Learn customer search intent and trigger phrases by using Amazon, Google, and Yelp reviews
Basically, this strategy works by looking for popular books or other similar products related to what you’re selling on Amazon, Google, Yelp, or some other similar review site online.
Then, you’ll want to examine both the 5-star and 1-star reviews in order to identify some “trigger phrases” that customers are using when talking about related products and/or services. A trigger phrase is basically a set of words that clearly describes a pain point or positive aspect the reviewer shared about a product or service. You can then use these phrases to create attention-grabbing content your audience will resonate with and drive increased sales opportunities.
You should then compile and save a document (also known as a “swipe file”) with all of these customer terms and trigger phrases that you come across so that you can refer to them later when you need to create some new content. You’ll be able to find all types of similar information within forums, online communities, review sites and/or apps, etc.
Expand your product and service offerings
After you browse around and explore what your competitors are up to, consider offering a similar product or service that isn’t currently available to your target market. Of course, you’ll want to change it up and make it unique to your brand and aligned with your specific business goals, but this can be a great way to keep innovation alive in your business and stay competitive. Alternatively, you may want to spend more time developing a unique product that you discover has not already been made available by your competitors or other market participants.
The more you research, and the more that you learn from customer interactions about similar products and services, the more you’re likely to generate some novel ideas about how to tackle the same business problems. Just make sure you understand the laws and regulations concerning copyrights and trademarks, or remember to consult a legal specialist who has experience handling these types of requests because a successful company is quite likely to try and protect its unique value proposition as well as they can to ensure their own success for as long as they can.

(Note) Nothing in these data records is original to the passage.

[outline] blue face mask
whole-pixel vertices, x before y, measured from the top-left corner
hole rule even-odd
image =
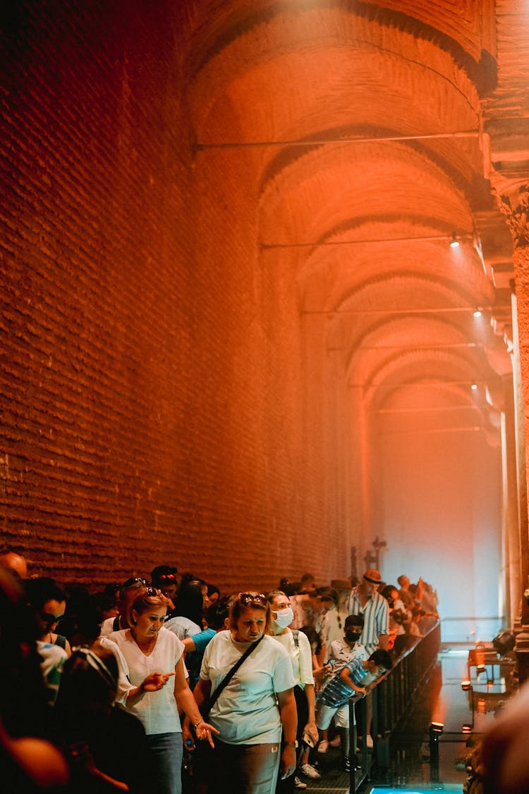
[[[285,609],[278,609],[274,611],[274,624],[278,629],[286,629],[294,620],[294,612],[291,607],[286,607]]]

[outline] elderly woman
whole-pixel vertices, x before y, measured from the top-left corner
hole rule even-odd
[[[296,768],[292,665],[285,649],[269,636],[271,621],[263,593],[239,593],[230,609],[230,630],[216,634],[204,654],[194,689],[197,703],[222,689],[209,715],[219,731],[211,760],[216,794],[271,794],[279,765],[282,777]]]
[[[180,794],[183,748],[179,711],[189,716],[200,739],[211,742],[215,729],[202,719],[188,686],[182,643],[163,627],[168,606],[169,599],[160,590],[146,588],[130,611],[130,628],[112,632],[106,643],[115,643],[124,660],[117,700],[146,730],[153,790]]]
[[[294,620],[294,612],[289,598],[282,590],[272,590],[268,593],[268,601],[272,607],[272,636],[283,646],[292,665],[295,682],[294,693],[298,710],[298,742],[301,747],[301,740],[305,737],[305,744],[315,746],[319,737],[316,727],[316,698],[310,642],[303,632],[288,627]],[[307,777],[316,777],[312,774],[316,770],[309,765],[308,757],[302,757],[301,761],[303,773],[307,774]],[[319,773],[317,774],[319,777]],[[294,777],[291,775],[280,781],[277,791],[282,794],[293,792],[294,782],[296,787],[299,787],[298,781],[294,781]]]

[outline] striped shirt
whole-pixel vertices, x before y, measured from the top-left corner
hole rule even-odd
[[[375,592],[362,606],[357,590],[357,588],[353,588],[351,591],[348,609],[349,615],[364,615],[360,642],[364,646],[368,655],[371,656],[379,647],[380,635],[389,634],[389,605],[383,596]]]
[[[366,676],[369,676],[368,670],[364,666],[361,659],[352,659],[341,670],[335,673],[333,677],[325,684],[324,689],[317,695],[317,702],[322,703],[325,706],[343,706],[356,692],[341,677],[343,670],[349,671],[351,680],[357,687],[363,686],[363,680]],[[368,680],[372,680],[372,676]]]

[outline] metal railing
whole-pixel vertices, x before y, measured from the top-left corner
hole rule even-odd
[[[371,734],[374,740],[374,754],[377,761],[383,756],[383,745],[387,747],[387,739],[399,723],[411,710],[417,696],[429,677],[429,673],[437,663],[441,649],[441,624],[437,622],[409,650],[395,660],[393,669],[375,687],[371,693],[372,719]],[[353,724],[355,699],[349,701],[349,723]],[[369,719],[368,698],[363,698],[356,706],[356,715],[361,726],[366,726]],[[367,735],[367,731],[364,736]],[[372,757],[368,753],[364,741],[360,752],[360,768],[355,770],[356,748],[351,745],[350,791],[356,791],[368,777]]]

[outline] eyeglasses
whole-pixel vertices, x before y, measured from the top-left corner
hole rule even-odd
[[[64,615],[52,615],[51,612],[39,612],[43,623],[46,623],[48,626],[52,626],[53,623],[58,623],[61,620]]]
[[[244,607],[248,603],[260,603],[262,607],[266,607],[268,603],[264,593],[239,593],[238,600]]]
[[[129,588],[133,588],[134,584],[142,584],[144,587],[147,587],[150,584],[146,579],[142,579],[140,576],[134,576],[132,579],[127,579],[126,582],[121,586],[122,590],[128,590]]]

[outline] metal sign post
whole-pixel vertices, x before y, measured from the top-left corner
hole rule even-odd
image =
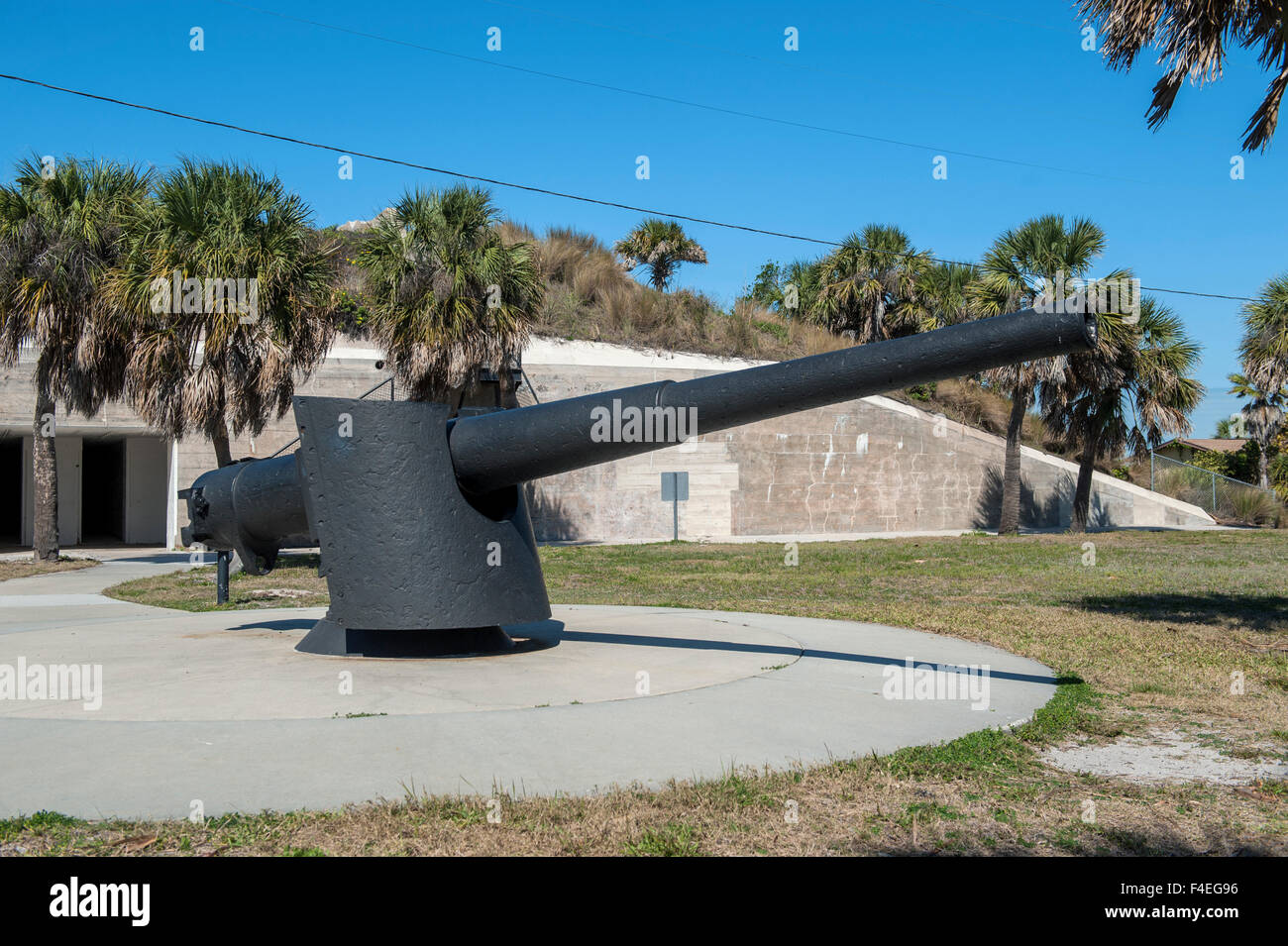
[[[689,498],[688,471],[662,474],[662,502],[671,501],[671,541],[680,541],[680,502]]]

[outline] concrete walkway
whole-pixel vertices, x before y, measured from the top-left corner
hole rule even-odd
[[[850,622],[559,606],[515,631],[546,645],[531,653],[354,660],[292,650],[319,609],[188,614],[98,595],[183,566],[122,555],[0,584],[0,674],[19,659],[102,667],[98,708],[0,699],[0,817],[656,788],[1014,725],[1056,685],[994,647]]]

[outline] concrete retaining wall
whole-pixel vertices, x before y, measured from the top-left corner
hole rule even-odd
[[[376,368],[380,358],[362,345],[336,346],[299,393],[357,396],[389,376]],[[524,368],[542,402],[752,364],[540,339],[524,353]],[[0,431],[30,436],[31,366],[0,373]],[[95,418],[59,416],[58,430],[126,434],[147,427],[128,407],[109,404]],[[287,413],[259,436],[234,440],[233,456],[269,456],[295,434]],[[1003,447],[997,436],[889,398],[862,398],[551,476],[532,484],[529,498],[542,539],[668,539],[671,505],[659,499],[659,474],[670,470],[689,474],[689,501],[680,505],[681,538],[987,529],[996,526],[1001,505]],[[171,449],[171,487],[189,485],[215,463],[214,449],[198,438]],[[1023,524],[1068,526],[1077,467],[1024,448],[1021,470]],[[187,514],[174,490],[167,493],[156,502],[167,503],[166,528],[176,535]],[[1197,506],[1096,474],[1092,523],[1191,528],[1212,520]]]

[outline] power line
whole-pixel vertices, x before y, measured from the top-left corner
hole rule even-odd
[[[799,233],[784,233],[782,230],[766,230],[766,229],[762,229],[760,227],[748,227],[746,224],[732,224],[732,223],[728,223],[728,221],[724,221],[724,220],[712,220],[710,218],[693,216],[693,215],[689,215],[689,214],[672,214],[670,211],[656,210],[656,209],[652,209],[652,207],[639,207],[639,206],[635,206],[635,205],[631,205],[631,203],[621,203],[618,201],[605,201],[605,199],[600,199],[598,197],[586,197],[583,194],[572,194],[572,193],[565,193],[563,190],[553,190],[550,188],[536,187],[533,184],[518,184],[515,181],[501,180],[498,178],[486,178],[486,176],[478,175],[478,174],[465,174],[464,171],[453,171],[453,170],[450,170],[450,169],[446,169],[446,167],[435,167],[434,165],[422,165],[422,163],[419,163],[416,161],[406,161],[403,158],[385,157],[383,154],[374,154],[371,152],[362,152],[362,151],[357,151],[354,148],[341,148],[340,145],[336,145],[336,144],[325,144],[322,142],[310,142],[310,140],[304,139],[304,138],[292,138],[290,135],[278,135],[278,134],[274,134],[272,131],[263,131],[260,129],[250,129],[250,127],[245,127],[245,126],[241,126],[241,125],[233,125],[233,124],[225,122],[225,121],[216,121],[214,118],[202,118],[202,117],[196,116],[196,115],[187,115],[184,112],[174,112],[174,111],[167,109],[167,108],[157,108],[156,106],[144,106],[144,104],[140,104],[140,103],[137,103],[137,102],[126,102],[125,99],[116,99],[116,98],[111,98],[109,95],[98,95],[95,93],[82,91],[80,89],[67,89],[64,86],[52,85],[50,82],[41,82],[40,80],[36,80],[36,79],[27,79],[26,76],[14,76],[14,75],[9,75],[9,73],[5,73],[5,72],[0,72],[0,79],[8,80],[10,82],[19,82],[19,84],[23,84],[23,85],[36,86],[36,88],[40,88],[40,89],[48,89],[49,91],[63,93],[63,94],[67,94],[67,95],[77,95],[80,98],[93,99],[95,102],[107,102],[108,104],[121,106],[124,108],[135,108],[135,109],[139,109],[139,111],[143,111],[143,112],[152,112],[153,115],[164,115],[164,116],[170,117],[170,118],[180,118],[183,121],[192,121],[192,122],[197,122],[200,125],[210,125],[213,127],[228,129],[229,131],[240,131],[240,133],[247,134],[247,135],[256,135],[259,138],[268,138],[268,139],[272,139],[274,142],[286,142],[287,144],[300,144],[300,145],[304,145],[307,148],[317,148],[319,151],[328,151],[328,152],[332,152],[332,153],[336,153],[336,154],[348,154],[348,156],[354,156],[354,157],[362,157],[362,158],[367,158],[368,161],[379,161],[379,162],[386,163],[386,165],[398,165],[401,167],[411,167],[411,169],[415,169],[415,170],[419,170],[419,171],[429,171],[431,174],[443,174],[443,175],[446,175],[448,178],[460,178],[461,180],[474,180],[474,181],[479,181],[482,184],[492,184],[495,187],[505,187],[505,188],[511,188],[511,189],[515,189],[515,190],[527,190],[529,193],[545,194],[547,197],[560,197],[560,198],[564,198],[564,199],[568,199],[568,201],[580,201],[582,203],[594,203],[594,205],[598,205],[600,207],[614,207],[617,210],[629,210],[629,211],[635,212],[635,214],[647,214],[647,215],[650,215],[650,216],[663,216],[663,218],[670,218],[672,220],[687,220],[689,223],[705,224],[707,227],[720,227],[720,228],[726,229],[726,230],[742,230],[744,233],[756,233],[756,234],[765,236],[765,237],[781,237],[783,239],[796,239],[796,241],[800,241],[802,243],[815,243],[815,245],[819,245],[819,246],[841,246],[841,243],[838,241],[835,241],[835,239],[822,239],[819,237],[806,237],[806,236],[802,236],[802,234],[799,234]],[[926,259],[930,260],[931,263],[954,264],[954,265],[958,265],[958,266],[975,266],[975,265],[978,265],[975,263],[966,263],[963,260],[948,260],[948,259],[942,259],[942,257],[938,257],[938,256],[927,256]],[[1248,296],[1230,296],[1230,295],[1224,295],[1224,293],[1218,293],[1218,292],[1198,292],[1198,291],[1194,291],[1194,290],[1172,290],[1172,288],[1163,288],[1163,287],[1158,287],[1158,286],[1142,286],[1141,290],[1149,291],[1149,292],[1168,292],[1168,293],[1182,295],[1182,296],[1200,296],[1200,297],[1204,297],[1204,299],[1226,299],[1226,300],[1238,301],[1238,302],[1252,301],[1252,299],[1249,299]]]
[[[753,121],[764,121],[772,125],[783,125],[786,127],[804,129],[806,131],[819,131],[828,135],[841,135],[844,138],[857,138],[864,142],[876,142],[878,144],[893,144],[899,148],[913,148],[916,151],[925,151],[934,154],[951,154],[953,157],[974,158],[976,161],[990,161],[999,165],[1010,165],[1012,167],[1029,167],[1041,171],[1056,171],[1059,174],[1074,174],[1083,178],[1097,178],[1101,180],[1117,180],[1128,184],[1149,184],[1150,181],[1140,180],[1136,178],[1121,178],[1113,174],[1100,174],[1099,171],[1082,171],[1074,167],[1060,167],[1057,165],[1042,165],[1034,161],[1020,161],[1018,158],[1003,158],[996,157],[993,154],[980,154],[978,152],[958,151],[954,148],[942,148],[935,144],[923,144],[921,142],[905,142],[898,138],[885,138],[881,135],[866,135],[860,131],[850,131],[849,129],[831,127],[827,125],[813,125],[810,122],[793,121],[791,118],[779,118],[772,115],[760,115],[757,112],[743,112],[738,108],[726,108],[724,106],[712,106],[705,102],[690,102],[688,99],[677,99],[671,95],[658,95],[656,93],[640,91],[638,89],[626,89],[618,85],[608,85],[605,82],[594,82],[587,79],[576,79],[573,76],[564,76],[558,72],[545,72],[542,70],[532,70],[523,66],[514,66],[510,63],[497,62],[496,59],[483,58],[478,55],[468,55],[465,53],[453,53],[447,49],[437,49],[434,46],[425,46],[419,42],[412,42],[410,40],[393,39],[390,36],[381,36],[379,33],[366,32],[363,30],[352,30],[344,26],[336,26],[335,23],[323,23],[318,19],[308,19],[307,17],[296,17],[290,13],[278,13],[277,10],[267,10],[260,6],[251,6],[250,4],[236,3],[236,0],[213,0],[213,3],[222,4],[224,6],[234,6],[243,10],[250,10],[252,13],[260,13],[267,17],[277,17],[278,19],[287,19],[295,23],[305,23],[308,26],[316,26],[319,30],[331,30],[339,33],[348,33],[350,36],[361,36],[368,40],[376,40],[377,42],[389,42],[395,46],[406,46],[408,49],[417,49],[422,53],[433,53],[434,55],[446,55],[453,59],[464,59],[465,62],[478,63],[480,66],[491,66],[497,70],[509,70],[511,72],[520,72],[528,76],[540,76],[542,79],[553,79],[559,82],[569,82],[572,85],[581,85],[587,89],[599,89],[603,91],[614,91],[623,95],[634,95],[636,98],[650,99],[653,102],[666,102],[672,106],[683,106],[685,108],[698,108],[705,112],[715,112],[717,115],[732,115],[738,118],[751,118]]]

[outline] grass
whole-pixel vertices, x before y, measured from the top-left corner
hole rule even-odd
[[[1096,546],[1095,565],[1082,564],[1084,541]],[[773,544],[542,550],[559,602],[911,626],[1033,656],[1064,682],[1010,731],[810,768],[732,771],[659,792],[497,792],[498,824],[487,817],[487,798],[413,793],[202,824],[44,813],[0,822],[0,852],[134,853],[146,843],[147,853],[198,855],[1288,853],[1284,783],[1137,785],[1042,759],[1057,743],[1151,726],[1218,740],[1235,758],[1288,753],[1288,537],[969,535],[802,544],[799,557],[786,566]],[[283,587],[287,574],[267,578]],[[131,583],[128,600],[173,600],[174,578]],[[122,588],[112,593],[125,596]],[[202,593],[209,606],[213,588]],[[1242,695],[1230,692],[1233,672],[1243,673]]]
[[[97,559],[68,559],[61,556],[58,561],[32,561],[31,559],[5,559],[0,561],[0,582],[12,578],[31,578],[32,575],[45,575],[52,571],[79,571],[98,565]]]
[[[325,607],[330,600],[326,579],[318,578],[317,555],[282,555],[278,566],[267,575],[234,571],[228,577],[228,604],[215,604],[215,566],[170,571],[116,584],[103,592],[122,601],[134,601],[182,611],[227,611],[247,607]]]

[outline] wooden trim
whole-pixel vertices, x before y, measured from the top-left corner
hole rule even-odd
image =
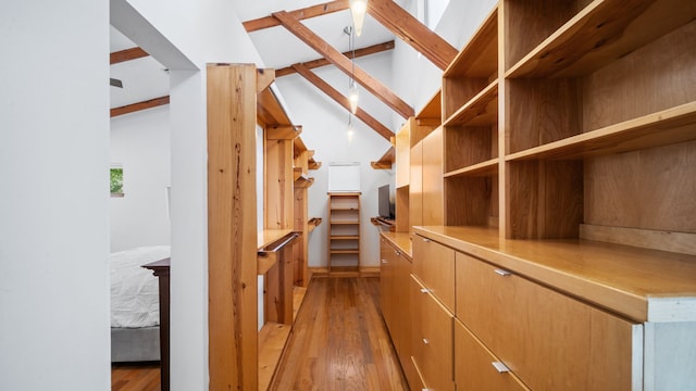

Monitor your brand’s mentions using Google Alerts
As you move on to other marketing tasks and the focus shifts to developing and maintaining your online presence, it’s vital that you stay aware and listen to what people are saying about your brand so that you’re able to respond quickly if there is a problem or to take on new opportunities with lightning speed. You’ll also find the importance of knowing if other sites are linking to you, quoting your articles, promoting for you, or especially if they’re complaining about you. Google Alerts, a free service, allows you to track your brand and your competitors by using keywords and phrases to monitor any mentions based on specific parameters. This tool can enable you to respond immediately after new information related to your organization becomes available through discussions online.